A major concern for Eco-carry bags Ltd. are paper bags and old cloth bags. Even though
they are costlier than recyclable plastic bags, irrespective, they are being welcomed
positively by the consumers.
Identify and explain that competition from paper bags and old cloth bags fall under which
category of Porter’s Five Forces Model for Competitive Analysis?
Question 8:
Baby Turtle is a children's clothing brand that has been created a new age demand for
washable diapers. The major benefit for the brand has been that not many companies have
shown interest in the product, thinking it is not viable, however, customers, majorly
working mothers are loving their product. The core material needed for production is
also used in many other water proofing products in various industries. Baby Turtle sources
this material from a renowned supplier at comparatively low prices. Which of the five
forces of competitive pressure would Baby Turtle experience due to above setup and what
are major factors that create such pressure for a product? Do you think Baby Shark has an
advantage in some way to fight off this pressure?
Question 9:
Domolo is a premium cycle and cycling equipments brand which targets high spending
customer with a liking for quality and brand name. Their cycles range from rupees
fifteen thousand to rupees one lac. The recent trend of fitness through cycling has created
humongous demand for cycles and peripherals like helmets, lights, braking systems,
fitness applications, etc. The customer base has grown 150% in the last three months.

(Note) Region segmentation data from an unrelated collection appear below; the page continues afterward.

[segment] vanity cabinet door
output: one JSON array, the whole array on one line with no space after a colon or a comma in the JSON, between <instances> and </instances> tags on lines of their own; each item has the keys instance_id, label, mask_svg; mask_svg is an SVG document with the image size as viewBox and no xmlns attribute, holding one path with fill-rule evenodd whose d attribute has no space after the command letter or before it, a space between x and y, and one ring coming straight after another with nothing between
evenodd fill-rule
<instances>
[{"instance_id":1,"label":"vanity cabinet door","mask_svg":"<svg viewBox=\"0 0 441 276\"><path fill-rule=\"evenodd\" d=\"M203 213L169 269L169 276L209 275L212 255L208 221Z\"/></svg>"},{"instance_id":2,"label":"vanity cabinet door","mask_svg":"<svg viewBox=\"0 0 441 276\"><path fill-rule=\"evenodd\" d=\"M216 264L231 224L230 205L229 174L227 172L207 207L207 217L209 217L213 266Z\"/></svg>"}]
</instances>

Mr. Vijay, who is an investor wants to tap in this industry and bring about cheaper options
to people who cannot spend so much. Which business level strategy would best suit for
Mr. Vijay’s idea and what are the major sub-strategies that can be implemented to
capture maximum market?
Question 10:
ABC Ltd. is a beverage manufacturing company. It chiefly manufactures soft drinks. The
products are priced on the lower side which has made the company a leader in the
business. Currently it is holding 35 percent market share. The R & D of company
developed a formula for manufacturing sugar free beverages. On successful trial and
approval by the competent authorities, company was granted to manufacture sugar free
beverages. This company is the pioneer to launch sugar free beverages which are sold at
a relatively higher price. This new product has been accepted widely by a class of
customers. These products have proved profitable for the company. Identify the strategy
employed by the company ABC Ltd. and mention what measures could be adopted by the
company to achieve the employed strategy.
Question 11:
Spacetek Pvt. Ltd. is an IT company. Although there is cut throat competition in the IT
sector, Spacetek deals with distinctive niche clients and is generating high efficiencies for
serving such niche market. Other rival firms are not attempting to specialize in the same
target market. Identify the strategy adopted by Spacetek Pvt. Ltd. and also explain
the advantages and disadvantages of that strategy.